Little Bahama Bank, Bahamas
This detailed image, taken by an astronaut aboard the International Space Station with a long lens, is one of the favorite places for spacefarers to photograph. The Bahama Islands, just east of the US's Florida Peninsula, are one of the most recognizable places on Earth for astronauts because of large areas of shallow sea, known as banks, that appear as an unusual, and attractive light blue (at image center and left). The straight edge of the Little Bahama Bank shown here in the northern Bahamas is marked by the straight line of a coral reef. A thin line of white breakers (at image right and lower margins) is breaking on the seaward edge of the reef. The sea floor rapidly deepens north of this line, expressed in the image as a zone that appears as a darker blue (at image lower right).

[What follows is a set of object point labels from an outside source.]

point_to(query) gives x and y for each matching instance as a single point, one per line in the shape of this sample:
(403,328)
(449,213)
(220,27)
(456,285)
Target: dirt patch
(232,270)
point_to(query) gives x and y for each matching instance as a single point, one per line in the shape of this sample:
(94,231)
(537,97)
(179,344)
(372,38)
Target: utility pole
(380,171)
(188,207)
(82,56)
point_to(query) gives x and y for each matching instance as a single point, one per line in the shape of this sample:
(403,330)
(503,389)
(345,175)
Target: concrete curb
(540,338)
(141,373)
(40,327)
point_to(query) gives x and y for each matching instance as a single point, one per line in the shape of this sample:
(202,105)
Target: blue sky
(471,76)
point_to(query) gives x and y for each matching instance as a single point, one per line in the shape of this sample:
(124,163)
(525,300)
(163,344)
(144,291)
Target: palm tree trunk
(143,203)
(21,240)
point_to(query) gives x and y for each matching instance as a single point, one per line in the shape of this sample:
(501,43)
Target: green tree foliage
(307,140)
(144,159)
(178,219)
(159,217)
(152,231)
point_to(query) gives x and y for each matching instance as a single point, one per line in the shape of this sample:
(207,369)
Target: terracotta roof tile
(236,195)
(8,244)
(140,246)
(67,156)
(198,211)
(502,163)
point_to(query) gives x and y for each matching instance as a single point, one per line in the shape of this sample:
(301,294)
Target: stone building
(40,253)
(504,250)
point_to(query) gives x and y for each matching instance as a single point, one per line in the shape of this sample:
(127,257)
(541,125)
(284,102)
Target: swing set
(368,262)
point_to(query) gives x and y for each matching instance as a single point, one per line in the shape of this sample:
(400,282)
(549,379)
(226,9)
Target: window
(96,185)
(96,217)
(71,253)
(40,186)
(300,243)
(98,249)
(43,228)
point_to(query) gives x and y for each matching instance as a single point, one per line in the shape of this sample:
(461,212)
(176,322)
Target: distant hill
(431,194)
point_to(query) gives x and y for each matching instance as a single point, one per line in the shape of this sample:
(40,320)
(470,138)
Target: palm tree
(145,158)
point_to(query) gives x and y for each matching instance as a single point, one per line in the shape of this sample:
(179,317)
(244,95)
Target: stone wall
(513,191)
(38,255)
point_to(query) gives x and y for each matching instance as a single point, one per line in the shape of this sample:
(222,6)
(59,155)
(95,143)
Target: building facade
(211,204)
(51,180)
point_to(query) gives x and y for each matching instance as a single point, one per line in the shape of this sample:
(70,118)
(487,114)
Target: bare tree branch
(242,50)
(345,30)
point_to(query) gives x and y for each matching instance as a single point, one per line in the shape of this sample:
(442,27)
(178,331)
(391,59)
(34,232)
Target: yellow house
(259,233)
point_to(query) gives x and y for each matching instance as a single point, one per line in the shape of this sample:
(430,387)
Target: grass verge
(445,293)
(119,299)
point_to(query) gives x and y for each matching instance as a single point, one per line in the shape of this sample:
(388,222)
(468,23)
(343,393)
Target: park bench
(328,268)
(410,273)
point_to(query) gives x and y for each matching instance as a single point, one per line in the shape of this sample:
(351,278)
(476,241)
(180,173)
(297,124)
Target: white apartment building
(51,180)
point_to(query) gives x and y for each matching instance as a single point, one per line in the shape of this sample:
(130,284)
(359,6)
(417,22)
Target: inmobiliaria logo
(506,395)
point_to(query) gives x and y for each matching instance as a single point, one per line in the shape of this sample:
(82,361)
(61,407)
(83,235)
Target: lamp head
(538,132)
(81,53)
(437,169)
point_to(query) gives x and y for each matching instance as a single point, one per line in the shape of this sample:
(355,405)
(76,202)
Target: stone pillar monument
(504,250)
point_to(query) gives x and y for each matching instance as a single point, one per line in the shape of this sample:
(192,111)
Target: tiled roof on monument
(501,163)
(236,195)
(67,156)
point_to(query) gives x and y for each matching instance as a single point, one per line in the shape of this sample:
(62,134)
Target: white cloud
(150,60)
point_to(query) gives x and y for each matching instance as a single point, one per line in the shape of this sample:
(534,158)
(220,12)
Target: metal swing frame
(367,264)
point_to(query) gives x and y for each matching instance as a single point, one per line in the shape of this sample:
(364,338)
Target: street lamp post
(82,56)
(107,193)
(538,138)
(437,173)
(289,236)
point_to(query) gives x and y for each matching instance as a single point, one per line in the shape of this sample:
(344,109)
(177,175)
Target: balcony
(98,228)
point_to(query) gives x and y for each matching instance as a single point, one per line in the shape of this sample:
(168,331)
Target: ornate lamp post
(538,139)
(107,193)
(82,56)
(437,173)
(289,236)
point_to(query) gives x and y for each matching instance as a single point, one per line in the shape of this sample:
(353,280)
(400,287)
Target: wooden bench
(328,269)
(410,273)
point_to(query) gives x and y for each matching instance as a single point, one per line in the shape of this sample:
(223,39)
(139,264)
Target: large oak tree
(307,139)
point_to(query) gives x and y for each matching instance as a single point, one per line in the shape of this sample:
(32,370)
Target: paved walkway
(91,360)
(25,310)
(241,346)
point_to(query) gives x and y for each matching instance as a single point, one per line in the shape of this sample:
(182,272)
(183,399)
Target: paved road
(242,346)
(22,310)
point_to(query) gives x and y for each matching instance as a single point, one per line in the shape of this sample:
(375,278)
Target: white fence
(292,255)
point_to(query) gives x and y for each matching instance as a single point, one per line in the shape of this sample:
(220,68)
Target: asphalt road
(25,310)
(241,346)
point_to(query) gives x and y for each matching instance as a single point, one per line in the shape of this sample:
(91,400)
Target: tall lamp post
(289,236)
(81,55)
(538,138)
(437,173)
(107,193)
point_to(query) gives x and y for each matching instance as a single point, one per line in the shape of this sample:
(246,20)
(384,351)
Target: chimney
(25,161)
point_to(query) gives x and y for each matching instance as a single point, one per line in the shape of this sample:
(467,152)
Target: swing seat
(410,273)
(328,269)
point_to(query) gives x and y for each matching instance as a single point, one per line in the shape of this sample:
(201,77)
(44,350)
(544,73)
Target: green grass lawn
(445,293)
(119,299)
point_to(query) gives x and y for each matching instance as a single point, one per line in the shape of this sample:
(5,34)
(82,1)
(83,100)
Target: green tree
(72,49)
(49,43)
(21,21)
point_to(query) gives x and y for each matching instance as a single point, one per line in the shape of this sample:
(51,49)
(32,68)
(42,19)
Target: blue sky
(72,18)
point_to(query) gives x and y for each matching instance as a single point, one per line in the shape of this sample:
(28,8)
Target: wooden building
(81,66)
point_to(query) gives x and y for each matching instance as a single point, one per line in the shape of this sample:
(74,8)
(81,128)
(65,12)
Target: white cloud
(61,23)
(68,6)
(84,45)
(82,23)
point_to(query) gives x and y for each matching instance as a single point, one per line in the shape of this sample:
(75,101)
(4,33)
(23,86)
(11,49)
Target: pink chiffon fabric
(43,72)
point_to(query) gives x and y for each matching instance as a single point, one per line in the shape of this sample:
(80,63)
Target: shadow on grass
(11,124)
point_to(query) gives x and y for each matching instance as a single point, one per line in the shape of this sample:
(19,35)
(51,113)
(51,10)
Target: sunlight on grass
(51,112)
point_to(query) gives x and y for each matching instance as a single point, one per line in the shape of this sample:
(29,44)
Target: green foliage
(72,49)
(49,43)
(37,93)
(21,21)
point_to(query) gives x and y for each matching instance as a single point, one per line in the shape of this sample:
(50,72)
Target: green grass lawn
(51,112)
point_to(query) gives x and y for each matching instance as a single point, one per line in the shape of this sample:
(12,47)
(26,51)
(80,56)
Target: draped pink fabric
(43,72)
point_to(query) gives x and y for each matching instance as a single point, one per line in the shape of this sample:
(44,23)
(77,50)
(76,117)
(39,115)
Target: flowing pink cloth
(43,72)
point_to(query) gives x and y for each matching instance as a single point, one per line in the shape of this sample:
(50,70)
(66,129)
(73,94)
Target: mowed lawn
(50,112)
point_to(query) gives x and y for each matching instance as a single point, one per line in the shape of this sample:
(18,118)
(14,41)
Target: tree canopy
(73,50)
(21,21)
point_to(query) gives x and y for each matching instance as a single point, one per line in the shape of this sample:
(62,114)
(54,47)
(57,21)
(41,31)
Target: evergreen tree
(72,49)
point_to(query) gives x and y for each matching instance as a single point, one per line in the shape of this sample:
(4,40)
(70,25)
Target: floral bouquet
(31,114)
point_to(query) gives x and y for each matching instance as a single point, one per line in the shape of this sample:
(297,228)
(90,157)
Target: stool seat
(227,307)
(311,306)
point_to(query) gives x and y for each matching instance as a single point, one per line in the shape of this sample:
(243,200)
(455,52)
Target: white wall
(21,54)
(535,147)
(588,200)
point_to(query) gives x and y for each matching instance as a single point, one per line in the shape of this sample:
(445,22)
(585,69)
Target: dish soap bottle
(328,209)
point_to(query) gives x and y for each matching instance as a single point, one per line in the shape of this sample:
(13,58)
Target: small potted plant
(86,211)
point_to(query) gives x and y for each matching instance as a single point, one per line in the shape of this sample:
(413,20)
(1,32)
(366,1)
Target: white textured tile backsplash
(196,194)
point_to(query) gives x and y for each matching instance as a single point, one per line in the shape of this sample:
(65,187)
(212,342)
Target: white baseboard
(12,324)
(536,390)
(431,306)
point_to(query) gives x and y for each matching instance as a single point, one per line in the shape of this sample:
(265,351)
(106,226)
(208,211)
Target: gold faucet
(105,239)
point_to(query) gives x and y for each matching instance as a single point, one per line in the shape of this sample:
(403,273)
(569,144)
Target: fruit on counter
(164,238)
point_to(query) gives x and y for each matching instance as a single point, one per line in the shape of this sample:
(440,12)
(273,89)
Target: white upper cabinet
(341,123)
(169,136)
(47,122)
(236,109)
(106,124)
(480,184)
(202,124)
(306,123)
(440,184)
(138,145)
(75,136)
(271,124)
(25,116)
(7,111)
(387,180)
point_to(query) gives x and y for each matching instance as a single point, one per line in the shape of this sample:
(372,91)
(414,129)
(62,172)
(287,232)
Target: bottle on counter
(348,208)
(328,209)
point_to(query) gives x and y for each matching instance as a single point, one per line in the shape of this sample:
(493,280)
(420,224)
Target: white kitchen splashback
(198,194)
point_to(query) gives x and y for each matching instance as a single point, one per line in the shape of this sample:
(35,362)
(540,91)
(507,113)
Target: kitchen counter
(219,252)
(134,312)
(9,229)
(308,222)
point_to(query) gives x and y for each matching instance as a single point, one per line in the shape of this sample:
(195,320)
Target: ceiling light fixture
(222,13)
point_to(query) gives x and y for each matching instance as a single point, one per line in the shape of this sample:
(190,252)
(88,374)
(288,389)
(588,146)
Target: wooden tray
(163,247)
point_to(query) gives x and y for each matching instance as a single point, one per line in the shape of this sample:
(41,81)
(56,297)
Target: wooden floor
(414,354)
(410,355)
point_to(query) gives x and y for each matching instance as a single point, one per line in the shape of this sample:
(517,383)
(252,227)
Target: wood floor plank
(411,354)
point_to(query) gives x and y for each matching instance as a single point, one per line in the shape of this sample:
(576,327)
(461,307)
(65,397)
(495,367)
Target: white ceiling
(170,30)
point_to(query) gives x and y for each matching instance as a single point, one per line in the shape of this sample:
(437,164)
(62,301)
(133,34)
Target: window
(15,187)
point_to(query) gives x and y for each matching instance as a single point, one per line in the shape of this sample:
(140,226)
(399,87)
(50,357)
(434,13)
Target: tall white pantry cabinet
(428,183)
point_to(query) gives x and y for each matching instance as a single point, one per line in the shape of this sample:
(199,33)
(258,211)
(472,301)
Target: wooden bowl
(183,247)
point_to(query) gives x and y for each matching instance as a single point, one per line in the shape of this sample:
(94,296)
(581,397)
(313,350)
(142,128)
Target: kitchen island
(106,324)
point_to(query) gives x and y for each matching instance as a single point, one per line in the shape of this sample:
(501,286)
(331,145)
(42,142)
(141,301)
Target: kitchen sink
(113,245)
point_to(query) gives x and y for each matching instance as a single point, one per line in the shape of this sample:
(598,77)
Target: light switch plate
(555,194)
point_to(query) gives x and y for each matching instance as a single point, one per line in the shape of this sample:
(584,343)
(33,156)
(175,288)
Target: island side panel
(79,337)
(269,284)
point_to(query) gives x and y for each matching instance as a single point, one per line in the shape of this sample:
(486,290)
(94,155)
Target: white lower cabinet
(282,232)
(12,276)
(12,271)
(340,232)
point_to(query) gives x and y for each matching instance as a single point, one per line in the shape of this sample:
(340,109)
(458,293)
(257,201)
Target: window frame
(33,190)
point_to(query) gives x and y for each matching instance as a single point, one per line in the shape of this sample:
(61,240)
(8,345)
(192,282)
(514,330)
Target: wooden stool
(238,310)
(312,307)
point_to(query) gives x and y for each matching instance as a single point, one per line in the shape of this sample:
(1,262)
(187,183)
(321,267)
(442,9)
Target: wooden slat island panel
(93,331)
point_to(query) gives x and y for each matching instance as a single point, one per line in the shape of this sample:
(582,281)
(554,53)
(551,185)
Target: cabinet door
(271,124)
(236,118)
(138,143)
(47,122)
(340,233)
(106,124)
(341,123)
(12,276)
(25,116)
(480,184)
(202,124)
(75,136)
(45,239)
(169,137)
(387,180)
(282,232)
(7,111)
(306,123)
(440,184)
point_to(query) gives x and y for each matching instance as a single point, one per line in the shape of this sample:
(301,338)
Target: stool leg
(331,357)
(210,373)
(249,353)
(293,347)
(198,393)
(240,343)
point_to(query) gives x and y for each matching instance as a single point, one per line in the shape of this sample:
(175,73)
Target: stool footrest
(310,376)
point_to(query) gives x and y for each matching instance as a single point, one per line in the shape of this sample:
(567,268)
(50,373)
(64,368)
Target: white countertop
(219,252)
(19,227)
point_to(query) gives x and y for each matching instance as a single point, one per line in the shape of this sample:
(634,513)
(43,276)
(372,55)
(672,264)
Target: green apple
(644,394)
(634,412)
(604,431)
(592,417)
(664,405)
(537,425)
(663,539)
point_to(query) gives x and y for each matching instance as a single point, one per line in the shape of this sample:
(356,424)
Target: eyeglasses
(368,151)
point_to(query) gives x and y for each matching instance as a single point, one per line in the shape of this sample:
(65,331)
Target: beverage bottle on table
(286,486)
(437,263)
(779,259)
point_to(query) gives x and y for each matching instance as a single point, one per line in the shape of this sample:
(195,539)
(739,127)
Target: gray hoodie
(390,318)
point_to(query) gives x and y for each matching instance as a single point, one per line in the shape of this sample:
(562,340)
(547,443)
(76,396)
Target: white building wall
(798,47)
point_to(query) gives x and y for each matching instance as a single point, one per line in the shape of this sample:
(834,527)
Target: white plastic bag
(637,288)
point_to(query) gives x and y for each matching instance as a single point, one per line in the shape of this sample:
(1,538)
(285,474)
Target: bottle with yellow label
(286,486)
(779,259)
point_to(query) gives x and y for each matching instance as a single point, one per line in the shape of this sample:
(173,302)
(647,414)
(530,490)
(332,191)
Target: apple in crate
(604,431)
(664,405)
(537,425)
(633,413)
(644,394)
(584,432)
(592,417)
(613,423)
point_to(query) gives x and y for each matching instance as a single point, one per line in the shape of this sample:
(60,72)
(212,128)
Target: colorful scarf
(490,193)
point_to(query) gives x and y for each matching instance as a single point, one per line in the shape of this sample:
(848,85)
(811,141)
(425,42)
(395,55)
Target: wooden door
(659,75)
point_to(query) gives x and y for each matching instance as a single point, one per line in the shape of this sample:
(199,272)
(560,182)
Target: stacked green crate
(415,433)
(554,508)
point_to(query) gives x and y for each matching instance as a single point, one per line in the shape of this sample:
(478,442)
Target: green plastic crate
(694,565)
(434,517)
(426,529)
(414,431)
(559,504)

This long-lens view of the Little Bahama Bank shows all kinds of detail in the shallow water. The brightest swirls are shelly sands molded into sweeping shapes that give a strong sense of the flow of water moved repeatedly onto and off the bank (lower left to upper right). The largest sand feature (U-shape at image center) lies opposite the widest break in the coral reef where the tidal flow is strongest. The gap in the line of white breakers shows the opening. The small island known as Strangers Cay is 3.6 km (2.25 mi.) long, giving an idea of the large distances on the sea floor affected by the tides on this shallow bank. Other black shapes are the shadows of clouds (at image top left).
Regular patterns of swells appear in the deeper water (at image lower right). The quieter shallow water in the center of the image, protected from the open sea by the reef, is streaked by a brisk wind from the northeast (bottom of the image) on the day this view was taken.